Er wurde schließlich
Fünfter, ein guter Saisonabschluss. Die Fernsehübertragung war beendet, es war
halb zwölf. Er würde wenig später zurück nach Kempten fahren können – wenn er
Wort hielt.
Es wurde ein Uhr,
und Jo fühlte sich, als würde etwas ihr Herz zermahlen. Sie wählte seine
Handynummer; das übliche »not available«. Vielleicht würde er sie anrufen. Aber
nichts passierte. Jo rügte sich selbst: Man kann das Handy auch niederstarren –
es läutet trotzdem nicht. Man kann auch so lange durch TV -Kanäle zappen, bis die Finger erlahmen – Linderung bringt
das trotzdem nicht.
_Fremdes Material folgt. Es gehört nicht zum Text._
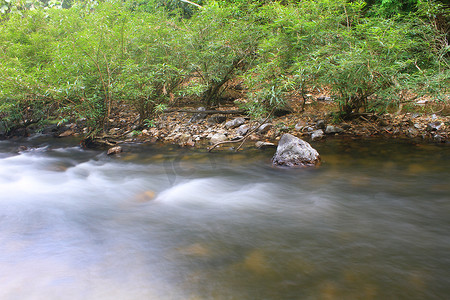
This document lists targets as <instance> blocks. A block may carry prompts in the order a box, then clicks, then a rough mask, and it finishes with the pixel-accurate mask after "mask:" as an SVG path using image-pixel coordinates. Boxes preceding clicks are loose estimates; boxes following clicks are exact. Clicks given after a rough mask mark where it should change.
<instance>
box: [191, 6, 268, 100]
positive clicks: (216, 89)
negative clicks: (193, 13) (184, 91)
mask: <svg viewBox="0 0 450 300" xmlns="http://www.w3.org/2000/svg"><path fill="white" fill-rule="evenodd" d="M187 26H188V31H187V33H186V36H185V39H186V49H187V60H188V61H189V64H190V66H189V67H190V71H191V74H192V76H193V78H194V80H192V81H191V83H192V84H194V86H195V88H192V87H191V88H192V89H193V90H196V93H198V94H199V95H201V100H202V101H203V102H204V103H205V104H206V106H208V107H209V106H211V105H213V104H217V103H218V101H219V100H220V97H221V95H222V93H223V91H224V90H225V88H226V85H227V83H228V82H229V81H230V80H231V79H232V78H234V77H235V76H237V75H239V74H240V73H241V72H242V71H244V70H246V69H248V68H249V67H250V66H251V64H252V61H253V58H254V53H255V49H256V46H257V44H258V40H259V36H260V32H259V31H258V28H257V27H256V26H255V25H254V23H253V22H252V19H249V18H248V16H247V15H241V14H240V13H239V11H238V10H236V8H235V7H233V6H229V7H225V8H221V7H220V6H219V5H218V4H216V3H212V4H211V5H209V6H207V7H205V9H204V10H202V11H201V12H199V13H198V14H197V15H195V16H194V17H193V18H192V19H190V20H189V23H187Z"/></svg>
Man kann die Tür des Kühlschranks tausendmal öffnen,
schließen, doch nichts trinken – die Zeit vergeht trotzdem nicht.
Herr Moebius hatte
beim zehnten Kühlschrankklappern aufgegeben zu hoffen, dass die Dose mit
Katzenfutter dem Schrank entsteigen würde, und sah sie nur noch aus halb
geschlossenen Augen an.
»Ja, schau du nur.
Habe ich irgendwo oder irgendwann vielleicht behauptet, ich würde aus Fehlern
lernen? Nö, hab ich nicht.«
Moebius gähnte.
Jos Festnetz-Telefon
läutete. Martl! Dabei wusste Jo genau, dass Martl nur auf ihrem Handy anrief.